Creates one object (unassigned), so this would be for one edge only. Also realise that some is not really the right tool. You would need to use find and assign its return value to node (outside of the callback).

Anyway, searching the parent like that is not the most efficient. You could traverse in the input structure and collect the edges as you go…

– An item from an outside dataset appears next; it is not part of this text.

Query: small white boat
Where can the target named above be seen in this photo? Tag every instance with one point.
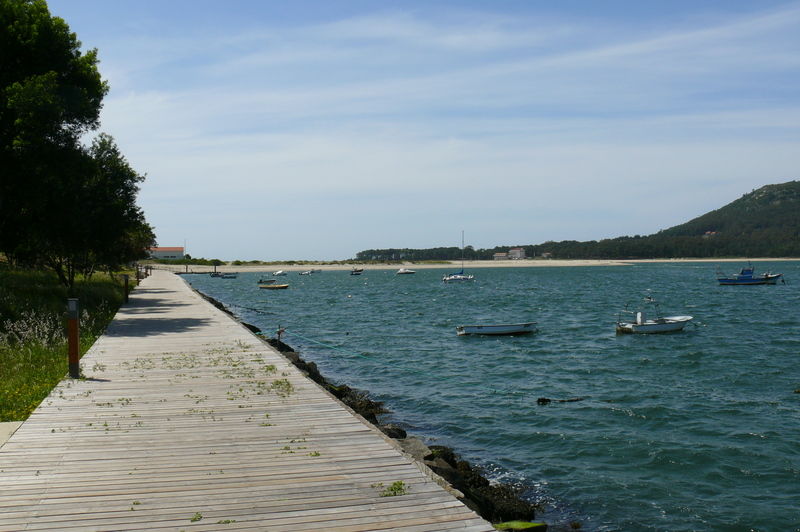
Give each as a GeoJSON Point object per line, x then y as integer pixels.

Here is how you could do it:

const edgeType = "edgeType"; // Dummy

function getNodes({children, ...rest}) {
    const [[id, label]] = Object.entries(rest);
    return [{ id, data: { label }}].concat((children??[]).flatMap(getNodes));
}

function getEdges({children, ...rest}) {
    const [source] = Object.keys(rest);
    children ??= [];
    return children.map(function ({children, ...rest}) {
        const [target] = Object.keys(rest);
        return {
            id: `e${source}_${target}`,
            source,
            target,
            type: edgeType,
            animated: true
        }
    }).concat(children.flatMap(getEdges));
}

const tree = { "1": "root", "children": [ { "2": "similar values", "children": [ { "3": "similar values info", "children": [ { "4": "similar values", "children": [ { "5": "similar values", "children": [ { "6": "similar values" } ] } ] } ] } ] } ] };
const result = getNodes(tree).concat(getEdges(tree));
console.log(result);

As in this snippet edgeType is not known, I defined it with a dummy value. You would not do this in your environment.